With about 200 Heavy Forwarder sending data to four indexers.
All Heavy Forwarders are Splunk Version 5.0.2 and Indexer’s on 6.0.
For some of the Heavy Forwarder’s, consistently queues are blocked causing extreme latency in forwarding data to indexer, The tcpout queue remains blocked, result in blocking of other queues. The indexers have no backlog at the time.
The outgoing throughput from HF is around 512KB/s .
Verified that through se to unlimited
As far as solution goes, the simple recommendation will be to convert Heavy Forwarder to Universal Forwarder, as through put on the Universal Forwarder is much better.
In this case number of full forwarders seem to be around ~200. It is possible due to nature of handing of fully cooked splunk-to-splunk data, i.e receiving data and parsing s2s cooked data in same thread, is leading to slow thruput numbers. Imbalance of 200HWF-->4 IDX is likely causing slowdown. Typically 200UF ---> 4 IDX won't be an issue.
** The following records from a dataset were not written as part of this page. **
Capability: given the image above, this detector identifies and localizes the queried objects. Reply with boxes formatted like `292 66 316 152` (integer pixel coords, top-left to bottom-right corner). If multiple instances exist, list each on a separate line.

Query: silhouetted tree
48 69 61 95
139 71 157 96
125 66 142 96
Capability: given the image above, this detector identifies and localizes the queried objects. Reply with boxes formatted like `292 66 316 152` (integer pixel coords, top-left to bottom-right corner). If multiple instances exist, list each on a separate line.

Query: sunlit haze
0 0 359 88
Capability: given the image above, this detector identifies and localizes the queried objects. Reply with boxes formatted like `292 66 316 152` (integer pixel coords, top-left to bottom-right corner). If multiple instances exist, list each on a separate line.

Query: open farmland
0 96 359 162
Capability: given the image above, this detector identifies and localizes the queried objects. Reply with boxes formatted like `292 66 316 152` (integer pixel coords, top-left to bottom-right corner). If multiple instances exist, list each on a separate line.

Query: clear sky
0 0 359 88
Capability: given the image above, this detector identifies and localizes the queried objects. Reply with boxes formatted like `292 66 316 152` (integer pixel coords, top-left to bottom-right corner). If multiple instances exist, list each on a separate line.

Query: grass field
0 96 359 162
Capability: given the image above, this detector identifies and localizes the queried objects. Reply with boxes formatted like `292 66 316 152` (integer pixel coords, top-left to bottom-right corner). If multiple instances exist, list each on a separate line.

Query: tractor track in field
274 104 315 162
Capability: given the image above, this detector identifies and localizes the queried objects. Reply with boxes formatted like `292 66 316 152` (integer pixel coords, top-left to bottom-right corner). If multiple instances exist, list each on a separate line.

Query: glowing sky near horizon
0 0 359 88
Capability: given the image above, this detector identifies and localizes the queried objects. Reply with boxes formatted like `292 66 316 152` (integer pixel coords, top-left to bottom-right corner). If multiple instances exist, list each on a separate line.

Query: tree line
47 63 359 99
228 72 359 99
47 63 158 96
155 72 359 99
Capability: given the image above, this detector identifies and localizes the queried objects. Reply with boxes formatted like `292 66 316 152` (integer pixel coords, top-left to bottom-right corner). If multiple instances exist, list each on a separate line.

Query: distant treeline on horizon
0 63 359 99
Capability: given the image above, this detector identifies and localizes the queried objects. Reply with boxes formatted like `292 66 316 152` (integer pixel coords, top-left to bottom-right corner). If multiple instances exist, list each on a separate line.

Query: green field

In case transition from Heavy forwarder to Universal Forwarder is not an option, We would think that thruput numbers will be improved by adding additional indexers instances on the same physical box(assuming that existing instances are barely doing any work). This will just allow more indexers to process splunk-to-splunk data(unfortunately there is just one thread doing splunk-to-splunk deserialization work).
In addition, recommendation will be to upgrade all the Heavy Forwader to be on version 5.0.4 and above as some of the critical bugs were fixed post 5.0.4.